Short-term pain #3: The fear it might not work out
The founding team works long hours for little or no pay, barely scraping by for months. Regardless of their Herculean effort, there’s no guarantee the company will succeed. There’s a constant fear in the back of everyone’s mind that they are sacrificing all they have for something that may ultimately fail.
That kind of stress paired with early mornings, late nights and lack of funds is usually what scares away would-be entrepreneurs. But it’s just fear. It’s not reality. While there’s no guarantee it will work, there’s also no guarantee it won’t.
Related: What the High Dive Can Teach Entrepreneurs About Dealing With Fear
And ultimately, it isn’t real risk. Regardless of the outcome, the gains will likely outweigh these pains. Here’s how you win, regardless of whether your startup results in an initial public offering or a closing of the business:
Long-term gain #1: Compensation growth and equity
While founders and early employees may start out making below-market salary for their skills, when the company gets big, they’ll be making more than they would have in their alternative reality non-startup company. At a startup, founders automatically step into senior management roles, skipping over the traditional rise up the ladder. As the company grows, early employees naturally move into higher management positions. Since they helped build the company from the ground up, they’ve earned the seniority needed to lead newer employees.
Additionally, the equity value in a successful startup can be more than enough to offset any short-term decreases in pay in the beginning. As a startup accrues value, equity value grows to exceed what early team members would make as employees at regular day jobs.
Long-term gain #2: Not much is actually lost — even in failure
Even if the business fails, not much money is lost by an employee or founder in the grand scheme of things. Let's say Sara tries to build a startup. She makes nothing. Zero dollars. Zilch. Six months later, it fails. Take the lost wages (half of one year’s salary at the next best alternative job) and divide it by all the money she will make in her career. It's just a tiny portion.
The losses, while real, are mitigated by the short time frame in which startups make it or break it.

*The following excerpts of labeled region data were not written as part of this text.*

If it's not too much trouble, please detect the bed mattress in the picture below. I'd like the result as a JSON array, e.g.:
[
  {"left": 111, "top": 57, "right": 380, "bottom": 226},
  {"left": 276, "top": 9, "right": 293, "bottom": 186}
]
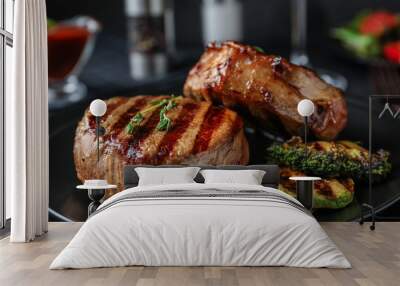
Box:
[{"left": 50, "top": 183, "right": 351, "bottom": 269}]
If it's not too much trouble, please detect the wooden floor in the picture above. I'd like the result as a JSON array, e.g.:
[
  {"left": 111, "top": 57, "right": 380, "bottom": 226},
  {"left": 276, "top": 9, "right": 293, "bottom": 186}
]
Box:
[{"left": 0, "top": 223, "right": 400, "bottom": 286}]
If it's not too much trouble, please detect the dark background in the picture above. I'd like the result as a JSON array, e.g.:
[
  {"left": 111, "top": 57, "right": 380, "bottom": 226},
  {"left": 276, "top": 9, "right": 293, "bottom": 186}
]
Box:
[
  {"left": 47, "top": 0, "right": 400, "bottom": 52},
  {"left": 47, "top": 0, "right": 400, "bottom": 220}
]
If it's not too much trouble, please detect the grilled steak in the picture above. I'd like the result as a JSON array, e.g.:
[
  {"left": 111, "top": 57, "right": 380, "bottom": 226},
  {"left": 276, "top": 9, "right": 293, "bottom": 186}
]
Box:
[
  {"left": 184, "top": 42, "right": 347, "bottom": 139},
  {"left": 74, "top": 96, "right": 249, "bottom": 193}
]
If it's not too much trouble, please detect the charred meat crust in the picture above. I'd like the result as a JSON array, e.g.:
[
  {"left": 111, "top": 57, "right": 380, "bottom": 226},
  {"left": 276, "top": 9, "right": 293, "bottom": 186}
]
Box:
[{"left": 74, "top": 96, "right": 249, "bottom": 193}]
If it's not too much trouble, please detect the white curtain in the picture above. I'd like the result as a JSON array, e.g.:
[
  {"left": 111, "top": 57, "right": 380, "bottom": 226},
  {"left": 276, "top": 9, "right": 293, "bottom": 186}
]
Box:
[{"left": 6, "top": 0, "right": 49, "bottom": 242}]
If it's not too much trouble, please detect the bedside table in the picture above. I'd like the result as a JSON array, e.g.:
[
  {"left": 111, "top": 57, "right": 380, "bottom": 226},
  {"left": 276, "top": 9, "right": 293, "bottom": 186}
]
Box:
[
  {"left": 289, "top": 176, "right": 321, "bottom": 210},
  {"left": 76, "top": 180, "right": 117, "bottom": 217}
]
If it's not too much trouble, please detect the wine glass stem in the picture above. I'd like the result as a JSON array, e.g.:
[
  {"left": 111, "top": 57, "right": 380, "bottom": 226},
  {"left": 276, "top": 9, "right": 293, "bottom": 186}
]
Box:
[{"left": 290, "top": 0, "right": 310, "bottom": 66}]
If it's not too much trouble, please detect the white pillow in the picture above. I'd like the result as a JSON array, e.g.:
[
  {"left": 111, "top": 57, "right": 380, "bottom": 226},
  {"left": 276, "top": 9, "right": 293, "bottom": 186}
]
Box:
[
  {"left": 135, "top": 167, "right": 200, "bottom": 186},
  {"left": 200, "top": 170, "right": 265, "bottom": 185}
]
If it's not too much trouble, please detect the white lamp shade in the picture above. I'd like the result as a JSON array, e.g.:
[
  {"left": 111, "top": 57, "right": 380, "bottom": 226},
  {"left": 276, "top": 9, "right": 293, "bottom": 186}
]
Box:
[
  {"left": 297, "top": 99, "right": 314, "bottom": 117},
  {"left": 90, "top": 99, "right": 107, "bottom": 116}
]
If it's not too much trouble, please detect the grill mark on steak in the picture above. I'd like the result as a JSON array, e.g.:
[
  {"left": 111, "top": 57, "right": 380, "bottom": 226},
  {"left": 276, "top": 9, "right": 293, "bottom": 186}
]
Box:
[
  {"left": 193, "top": 107, "right": 225, "bottom": 154},
  {"left": 154, "top": 102, "right": 200, "bottom": 164},
  {"left": 104, "top": 98, "right": 147, "bottom": 140}
]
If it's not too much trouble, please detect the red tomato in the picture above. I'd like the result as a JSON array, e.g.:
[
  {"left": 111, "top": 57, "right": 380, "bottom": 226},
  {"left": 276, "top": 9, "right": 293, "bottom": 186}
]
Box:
[
  {"left": 360, "top": 11, "right": 399, "bottom": 37},
  {"left": 383, "top": 41, "right": 400, "bottom": 63}
]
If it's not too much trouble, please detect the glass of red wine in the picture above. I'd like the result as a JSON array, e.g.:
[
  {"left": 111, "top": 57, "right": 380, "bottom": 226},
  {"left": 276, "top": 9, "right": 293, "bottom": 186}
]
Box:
[
  {"left": 290, "top": 0, "right": 348, "bottom": 91},
  {"left": 48, "top": 16, "right": 100, "bottom": 109}
]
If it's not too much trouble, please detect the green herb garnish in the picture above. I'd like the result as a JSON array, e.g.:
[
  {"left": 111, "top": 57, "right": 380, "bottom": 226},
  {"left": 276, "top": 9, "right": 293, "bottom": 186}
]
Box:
[
  {"left": 157, "top": 99, "right": 177, "bottom": 131},
  {"left": 125, "top": 95, "right": 181, "bottom": 134}
]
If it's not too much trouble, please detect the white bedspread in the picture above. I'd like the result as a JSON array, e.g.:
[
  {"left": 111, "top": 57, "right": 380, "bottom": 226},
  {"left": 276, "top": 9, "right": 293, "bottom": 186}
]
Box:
[{"left": 50, "top": 184, "right": 351, "bottom": 269}]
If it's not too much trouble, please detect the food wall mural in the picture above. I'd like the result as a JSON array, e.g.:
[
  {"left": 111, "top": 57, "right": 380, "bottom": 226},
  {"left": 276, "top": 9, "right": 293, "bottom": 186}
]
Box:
[{"left": 48, "top": 0, "right": 400, "bottom": 221}]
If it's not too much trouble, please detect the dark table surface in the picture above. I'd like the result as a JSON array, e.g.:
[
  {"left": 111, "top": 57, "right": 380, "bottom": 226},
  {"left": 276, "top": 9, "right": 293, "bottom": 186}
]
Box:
[{"left": 50, "top": 34, "right": 400, "bottom": 221}]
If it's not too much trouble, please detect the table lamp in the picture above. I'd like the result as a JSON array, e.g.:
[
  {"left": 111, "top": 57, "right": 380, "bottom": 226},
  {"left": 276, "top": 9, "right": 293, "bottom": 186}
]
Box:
[
  {"left": 77, "top": 99, "right": 117, "bottom": 216},
  {"left": 297, "top": 99, "right": 315, "bottom": 156},
  {"left": 89, "top": 99, "right": 107, "bottom": 164}
]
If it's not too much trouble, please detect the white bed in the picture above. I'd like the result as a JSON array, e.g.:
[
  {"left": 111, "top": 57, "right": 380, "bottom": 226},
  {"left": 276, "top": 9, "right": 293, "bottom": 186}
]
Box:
[{"left": 50, "top": 183, "right": 351, "bottom": 269}]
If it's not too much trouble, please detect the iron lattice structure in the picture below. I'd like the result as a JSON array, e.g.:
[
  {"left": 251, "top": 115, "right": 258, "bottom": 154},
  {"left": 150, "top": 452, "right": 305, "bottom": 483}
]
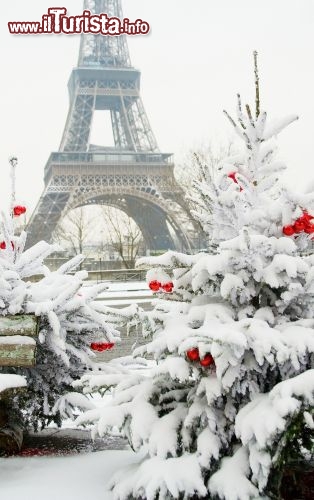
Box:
[{"left": 28, "top": 0, "right": 196, "bottom": 250}]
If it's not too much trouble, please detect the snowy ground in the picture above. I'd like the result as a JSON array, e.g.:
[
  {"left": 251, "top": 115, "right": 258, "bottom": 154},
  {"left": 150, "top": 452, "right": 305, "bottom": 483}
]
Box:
[
  {"left": 0, "top": 281, "right": 152, "bottom": 500},
  {"left": 0, "top": 450, "right": 139, "bottom": 500}
]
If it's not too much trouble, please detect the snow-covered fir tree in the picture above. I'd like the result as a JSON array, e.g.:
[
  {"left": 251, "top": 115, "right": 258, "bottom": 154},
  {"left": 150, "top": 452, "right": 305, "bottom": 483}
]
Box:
[
  {"left": 0, "top": 158, "right": 119, "bottom": 428},
  {"left": 78, "top": 55, "right": 314, "bottom": 500}
]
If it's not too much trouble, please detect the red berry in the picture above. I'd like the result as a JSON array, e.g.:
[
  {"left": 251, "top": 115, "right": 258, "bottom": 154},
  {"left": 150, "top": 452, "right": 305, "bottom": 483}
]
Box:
[
  {"left": 293, "top": 220, "right": 305, "bottom": 233},
  {"left": 161, "top": 281, "right": 173, "bottom": 293},
  {"left": 282, "top": 226, "right": 294, "bottom": 236},
  {"left": 90, "top": 342, "right": 114, "bottom": 352},
  {"left": 186, "top": 347, "right": 200, "bottom": 361},
  {"left": 298, "top": 210, "right": 313, "bottom": 222},
  {"left": 200, "top": 354, "right": 215, "bottom": 367},
  {"left": 228, "top": 172, "right": 238, "bottom": 183},
  {"left": 148, "top": 280, "right": 161, "bottom": 292},
  {"left": 0, "top": 241, "right": 14, "bottom": 250},
  {"left": 13, "top": 205, "right": 26, "bottom": 217},
  {"left": 228, "top": 172, "right": 243, "bottom": 191}
]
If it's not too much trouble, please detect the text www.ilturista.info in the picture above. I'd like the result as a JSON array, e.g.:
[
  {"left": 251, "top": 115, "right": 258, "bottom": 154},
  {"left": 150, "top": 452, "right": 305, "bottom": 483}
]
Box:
[{"left": 8, "top": 7, "right": 150, "bottom": 36}]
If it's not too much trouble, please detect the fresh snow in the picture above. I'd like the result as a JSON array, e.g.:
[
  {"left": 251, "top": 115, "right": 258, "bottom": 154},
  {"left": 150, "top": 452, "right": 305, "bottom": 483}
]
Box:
[
  {"left": 0, "top": 373, "right": 26, "bottom": 392},
  {"left": 0, "top": 450, "right": 139, "bottom": 500}
]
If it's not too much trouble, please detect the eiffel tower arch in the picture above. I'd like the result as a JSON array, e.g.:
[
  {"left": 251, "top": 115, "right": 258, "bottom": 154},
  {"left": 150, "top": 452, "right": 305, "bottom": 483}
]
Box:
[{"left": 27, "top": 0, "right": 197, "bottom": 250}]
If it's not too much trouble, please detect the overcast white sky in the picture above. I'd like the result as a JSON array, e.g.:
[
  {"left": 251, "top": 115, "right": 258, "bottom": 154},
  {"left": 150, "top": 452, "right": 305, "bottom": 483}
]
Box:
[{"left": 0, "top": 0, "right": 314, "bottom": 211}]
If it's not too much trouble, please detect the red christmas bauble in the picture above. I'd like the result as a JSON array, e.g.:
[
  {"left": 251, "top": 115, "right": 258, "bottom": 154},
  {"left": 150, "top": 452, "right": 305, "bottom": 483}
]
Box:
[
  {"left": 298, "top": 210, "right": 314, "bottom": 222},
  {"left": 13, "top": 205, "right": 26, "bottom": 217},
  {"left": 186, "top": 347, "right": 200, "bottom": 361},
  {"left": 293, "top": 220, "right": 305, "bottom": 233},
  {"left": 200, "top": 354, "right": 215, "bottom": 368},
  {"left": 282, "top": 226, "right": 294, "bottom": 236},
  {"left": 0, "top": 241, "right": 14, "bottom": 250},
  {"left": 90, "top": 342, "right": 114, "bottom": 352},
  {"left": 228, "top": 172, "right": 238, "bottom": 184},
  {"left": 148, "top": 280, "right": 161, "bottom": 292},
  {"left": 161, "top": 281, "right": 173, "bottom": 293}
]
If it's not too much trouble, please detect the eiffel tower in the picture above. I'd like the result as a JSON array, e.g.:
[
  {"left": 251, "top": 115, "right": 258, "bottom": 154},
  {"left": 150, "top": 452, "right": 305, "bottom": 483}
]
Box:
[{"left": 27, "top": 0, "right": 196, "bottom": 250}]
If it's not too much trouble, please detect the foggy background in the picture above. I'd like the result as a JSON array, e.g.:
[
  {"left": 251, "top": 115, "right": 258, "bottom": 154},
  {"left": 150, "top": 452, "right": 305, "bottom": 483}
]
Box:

Long-term gain #3: Learning at a fast-forward pace
Running a startup forces founders and employees to learn more than they would at any traditional job, earlier in their career. Everyone is forced to do more, do it more quickly and are asked to execute beyond their pay grade and experience. This means rapid development of experience and skills that may take years to acquire in another environment. If the company doesn’t go big, at the least employees will walk away with knowledge and experience that makes them more valuable in the job market.
Long-term gain #4: Building a solid network
When building a startup, founders and employees meet and have the opportunity to develop relationships with key people who may influence the business or their career. They’ll attend industry events and meet business influencers, investors, founders and others who could get their ideas in front of the right eyes to help the startup take off. These connections may also support their individual careers down the road. Plus, it doesn’t hurt to be well-connected to a pool of successful investors when another great idea for a business manifests in the future.
While there can be downsides to founding or working at a startup in the beginning, there’s always a light at the end of the tunnel — in the upside or downside. Ultimately, the experience gained, the connections made and lessons learned are likely to be more than enough value to cover any short-term losses.
And those who make it? They get to change the world in some way, experience a life-changing sense of accomplishment and validate that the risk was worth it all along.